HAEGARDA, the HAE therapy that reduces attacks by a median of 95%, is now the first and only subcutaneous treatment option for prevention of HAE attacks in patients 6 years of age and older. In addition to the expanded pediatric indication, the updated label now includes clinical safety data regarding HAEGARDA use in pregnant women.

“Since 2017, HAEGARDA has been a trusted and effective option for patients seeking to prevent HAE attacks, but until now preventative options for younger children living with the condition have been limited,” said Debra Bensen-Kennedy, MD, Vice President, North America Medical Affairs, CSL Behring. “With this expanded indication, we are able to offer pediatric patients as young as 6 years of age, an effective, preventative subcutaneous solution and deliver on our promise of addressing the unmet needs of people living with HAE.”

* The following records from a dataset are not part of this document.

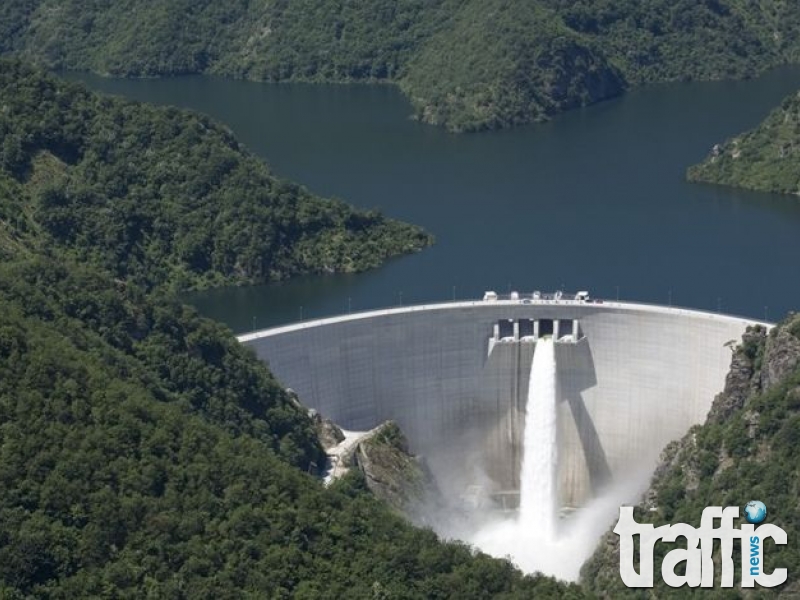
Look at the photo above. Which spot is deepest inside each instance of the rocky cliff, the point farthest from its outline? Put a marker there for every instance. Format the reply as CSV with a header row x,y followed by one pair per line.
x,y
766,158
749,448
391,472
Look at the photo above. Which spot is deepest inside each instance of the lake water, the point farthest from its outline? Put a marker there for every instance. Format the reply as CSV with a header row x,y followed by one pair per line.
x,y
595,199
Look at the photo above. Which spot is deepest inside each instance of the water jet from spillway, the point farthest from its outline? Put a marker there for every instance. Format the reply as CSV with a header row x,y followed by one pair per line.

The latest FDA approval was based on results from two CSL Behring-sponsored COMPACT (Clinical Study for Optimal Management of Preventing Angioedema with Low-Volume Subcutaneous C1-Inhibitor Replacement Therapy) trials: COMPACT Pivotal Study and COMPACT Open Label Extension (OLE) Study.

COMPACT, an international, prospective multi-center, randomized, double-blind, placebo-controlled Phase 3 pivotal study, included six subjects aged 17 years or younger with symptomatic HAE. In the COMPACT pivotal study, HAEGARDA, at the FDA approved dose of 60 IU/kg, reduced the number of HAE attacks by a median of 95% relative to placebo. Use of rescue medication was reduced by a median of greater than 99% versus placebo.

COMPACT OLE featured 126 subjects, including nine patients ages 17 years or younger. In this trial, all nine pediatric subjects experienced greater than 50 percent reduction in number of attacks per month versus the pre-study period, with a median of 97% reduction in the median number of attacks/month (0.11). All subjects had less than one attack/4-week period and four had less than one attack/year (one subject was attack free). No subject discontinued treatment due to a treatment-related adverse event. Safety and effectiveness results of subgroup analysis by age was consistent with overall study results.

“The FDA’s approval of HAEGARDA for preventing HAE attacks in children six years of age and older represents a major stride in filling an unmet medical need.  The U.S. Hereditary Angioedema Association is excited that there is now a subcutaneous prophylaxis option for the younger members of our HAE community and the families that care for them,” said Anthony J. Castaldo, U.S. HAEA President & Chief Executive Officer.

The new label now includes results from the randomized, open-label, active treatment controlled study regarding four patients who became pregnant during the study, and received treatment until pregnancy was identified. These patients ranged in age from 19 to 32 and received C1-INH (S.C. administration). Patients received HAEGARDA for 4 – 8 weeks (9 – 15 doses) during the first trimester. As noted, these women reported no complications during delivery and all women delivered healthy babies.

“As the mother of a young patient and an active member of the HAE community, this news brings tears to my eyes as I am reminded of our struggles and strides over the years,” says Lisa Chacon, HAE patient advocate. “It warms my heart to know that so many children will now have access to this convenient, preventative therapy.”